While details are limited, mortgage executive urges brokers to stay updated on latest news

NAMB urges broker vigilance as CFPB review of LO Comp rule continues

While the details are still limited, mortgage experts are starting to talk more about potential changes to the Loan Originator Compensation Rule, also known as LO Comp.

The discussion began when the Consumer Financial Protection Bureau (CFPB) submitted a rulemaking to the Office of Information and Regulatory Affairs (OIRA) on June 4, something called “Loan Originator Compensation Requirements Under the Truth in Lending Act (Regulation Z); Rescission."

Now, nearly two months later, details are still limited as to what potential changes this could mean. But one mortgage executive is urging brokers to pay closer attention to any news regarding the issue.

Valerie Saunders, chief executive strategist of the National Association of Mortgage Brokers (NAMB), is concerned that changes could be bad news for mortgage brokers.

“NAMB is closely monitoring recent developments regarding the CFPB Loan Originator Compensation (LO Comp) rule under the Truth in Lending Act (Regulation Z),” Saunders told Mortgage Professional America. “The LO Comp rule, originally implemented following the Dodd-Frank Act, established requirements and restrictions on how mortgage loan originators may be compensated, primarily prohibiting compensation based on loan terms and dual compensation arrangements.”

Changes wanted

Saunders made it clear that it’s not that the mortgage industry hasn’t wanted changes to the LO Comp rule over the years.
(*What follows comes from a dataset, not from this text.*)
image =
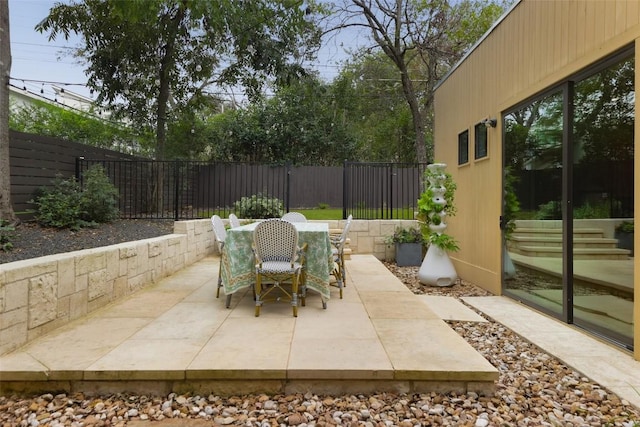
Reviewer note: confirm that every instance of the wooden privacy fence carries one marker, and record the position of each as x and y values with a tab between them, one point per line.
191	189
35	160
But those changes don’t include rescission.

“NAMB is actively monitoring this regulatory development and will continue to engage with the CFPB and other stakeholders throughout this process,” Saunders said. “While the mortgage industry has generally sought revisions to the rule, the potential complete rescission would present challenges that require careful consideration.”

She noted that rescinding the rule would still make the industry subject to the remaining parts of the Dodd-Frank Act, which could cause issues.

“Of particular concern is that even if the CFPB rescinds its LO Comp rule, the underlying statutory provisions from the Dodd-Frank Act would remain in effect,” she said. “This could potentially subject the industry to broadly stated statutory prohibitions without the regulatory guidance and safe harbors currently provided by the CFPB's rule.”

Staying informed

She said NAMB would continue to engage with the CFPB and others involved in any potential change to make sure they are aware of industry concerns.

“As this regulatory process unfolds, NAMB will monitor all developments related to the potential rescission of the LO Comp rule,” Saunders said. “We will advocate for the interests of mortgage brokers and loan originators, engage with the CFPB, OMB, and other stakeholders to ensure industry perspectives are heard, and communicate updates to our membership as new information becomes available.”

As the process continues with little in the way of public details, Saunders said it is important for brokers to keep up to date with the latest news.

“The regulatory review process through OMB has been extended to over two months, but NAMB will remain vigilant throughout this period,” she said. “We understand the significant implications that any changes to the LO Comp framework could have on our members and the broader mortgage industry.

“NAMB will continue to work tirelessly to ensure that any regulatory changes serve the best interests of mortgage brokers, loan originators, and the consumers they serve. We remain committed to fostering a regulatory environment that promotes competition and consumer choice in the mortgage marketplace.”